Belediye Başkanı süreci provoke etti
Açılış konuşmalarının ardından panel emekli Amiral Türker Ertürk’ün söz alması ile başladı. Panele gelmeden önce 30 Ağustos Zafer Yürüyüşü’nden geldiğini belirten Ertürk, çevreden edindiği bilgiler ışında katılımın ilk kez bu kadar yoğun olduğunun altını çizdi. Kalabalığın nedeni ise Bursa Büyükşehir Belediye Başkanı Alinur Aktaş’a bağlayan Ertürk, “Sanrım bu kalabalığın nedeni BBB Başkanı’nın konuyu provoke etmesidir. Sağlık kaybedilince kıymete biner. Bizler ise özgürlükleri, kadın haklarını, seçme seçilme haklarını bedel ödemeden kazandığımız için değerini bilemiyoruz. Eskiden askerler ve aileleri kutlardı bu bayramı. Ama bu iktidar bizi provoke etti. Cumhuriyet değerlerinin neler olduğunu hatırlattı. İstemeden yaptı ama biz onlara ne kadar şükretsek azdır. Bu iktidar da bizim bağışıklılığımızı güçlendiriyor. Bu günler de geçecek. Buna inancımız tam” ifadesini kullandı.
TSK iyi yönetilmiyor
TSK’nın iyi durumda olmadığını son askeri şuradan sonra da umutlarının iyiden iyiye azaldığını belirten Ertürk, “Askerin emeklilik ve terfisine karar veren kurullarda ekonomi bakanı olmaz. Bu parti şurası oldu. Bu bizi felakete götürür. Balkan Savaşı öncesine ve sonrasındaki hezimete götürür” dedi.
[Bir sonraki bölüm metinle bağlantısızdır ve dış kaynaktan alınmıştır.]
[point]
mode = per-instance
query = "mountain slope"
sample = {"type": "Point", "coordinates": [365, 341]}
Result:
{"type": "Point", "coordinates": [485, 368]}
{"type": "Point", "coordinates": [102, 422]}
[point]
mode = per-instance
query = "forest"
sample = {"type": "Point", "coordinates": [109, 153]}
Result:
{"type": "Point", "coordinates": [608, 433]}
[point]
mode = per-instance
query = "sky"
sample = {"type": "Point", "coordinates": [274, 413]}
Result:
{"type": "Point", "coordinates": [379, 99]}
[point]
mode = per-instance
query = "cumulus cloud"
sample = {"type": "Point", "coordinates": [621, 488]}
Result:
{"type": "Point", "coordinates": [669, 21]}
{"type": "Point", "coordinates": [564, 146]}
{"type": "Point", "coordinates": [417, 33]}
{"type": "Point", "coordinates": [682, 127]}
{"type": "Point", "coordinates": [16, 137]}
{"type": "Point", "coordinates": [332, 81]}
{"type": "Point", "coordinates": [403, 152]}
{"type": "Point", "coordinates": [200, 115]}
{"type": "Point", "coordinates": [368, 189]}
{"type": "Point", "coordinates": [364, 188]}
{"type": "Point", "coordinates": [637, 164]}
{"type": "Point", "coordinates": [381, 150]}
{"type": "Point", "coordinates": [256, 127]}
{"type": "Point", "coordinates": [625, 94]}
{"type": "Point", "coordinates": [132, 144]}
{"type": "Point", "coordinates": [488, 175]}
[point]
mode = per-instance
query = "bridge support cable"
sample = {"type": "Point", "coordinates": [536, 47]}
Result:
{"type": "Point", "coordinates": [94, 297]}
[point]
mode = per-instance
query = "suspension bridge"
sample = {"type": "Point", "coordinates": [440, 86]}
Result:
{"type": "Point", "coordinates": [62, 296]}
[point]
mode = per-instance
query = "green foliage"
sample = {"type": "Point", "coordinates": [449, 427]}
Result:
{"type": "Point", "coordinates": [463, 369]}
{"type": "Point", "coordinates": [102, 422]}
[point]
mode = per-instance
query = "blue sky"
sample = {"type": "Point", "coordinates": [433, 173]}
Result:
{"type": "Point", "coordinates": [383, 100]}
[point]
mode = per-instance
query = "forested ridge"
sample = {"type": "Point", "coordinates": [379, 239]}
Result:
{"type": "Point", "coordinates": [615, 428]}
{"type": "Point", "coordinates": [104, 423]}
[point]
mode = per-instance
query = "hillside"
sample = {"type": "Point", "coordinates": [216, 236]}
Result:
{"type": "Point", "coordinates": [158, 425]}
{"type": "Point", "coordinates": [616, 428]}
Osmanlı’nın çöküşünü askeri nedenlere bağlayan Ertürk, “Osmanlı neden yıkıldı? Bir sürü nedeni var. Ama esas neden nedir biliyor musunuz? Osmanlı’nın orta çağ devleti olmasıydı. Avrupa orta çağdayken sıkıntı yoktu. Ama Avrupa’da reform ve Rönesans’ın ardından yani dinsel düşünceden akılcı ve bilimsel düşünce sistemine geçti ve biz buna ayak uyduramadık. Osmanlı ne zaman fark etti. Askeri alanda. Er meydanı vardı. Her savaşı kaybetmeye başladık. İşte bundan sonra bazı şeyler farkına varıldı” diye konuştu.
Sadece Allah’ın yardımı ile savaş kazanılmaz
Osmanlı’da padişahların alınan mağlubiyetlerden sonra bir şeylerin farkına vardığı ve gelişim ve değişime ihtiyaç olduğunu hissetmesinin ardından belli hamlelerin yapıldığını belirten Ertürk, “Osmanlı’da bilgi yok, birikim yok ve donanım yok. Sadece Allah’ın yardımı ile savaşları kazanacaklarını sanıyorlar. Çeşme’de Ruslara karşı kaybedilen deniz savaşının ardından deniz harp okulu kurulmasına karar veriliyor. 1773’de kuruluyor. Bugün ise askeri liseler siyasi irade tarafından kapatıldı. Bu yıl Deniz Lisesi ve Deniz Harp Okulu’nun 246. kuruluş yıldönümü. Tabii ki buruk kutlayacağız. Deniz Lisesi artık yok. Deniz Harp Okulu’nun ise genetiği ile oynadılar. Bu okul sadrazamlar mezun etmiş, başbakanlar, vatan şairleri mezun etmiştir. Böyle bir eğitim yuvasını dinamitlediler” diye konuştu.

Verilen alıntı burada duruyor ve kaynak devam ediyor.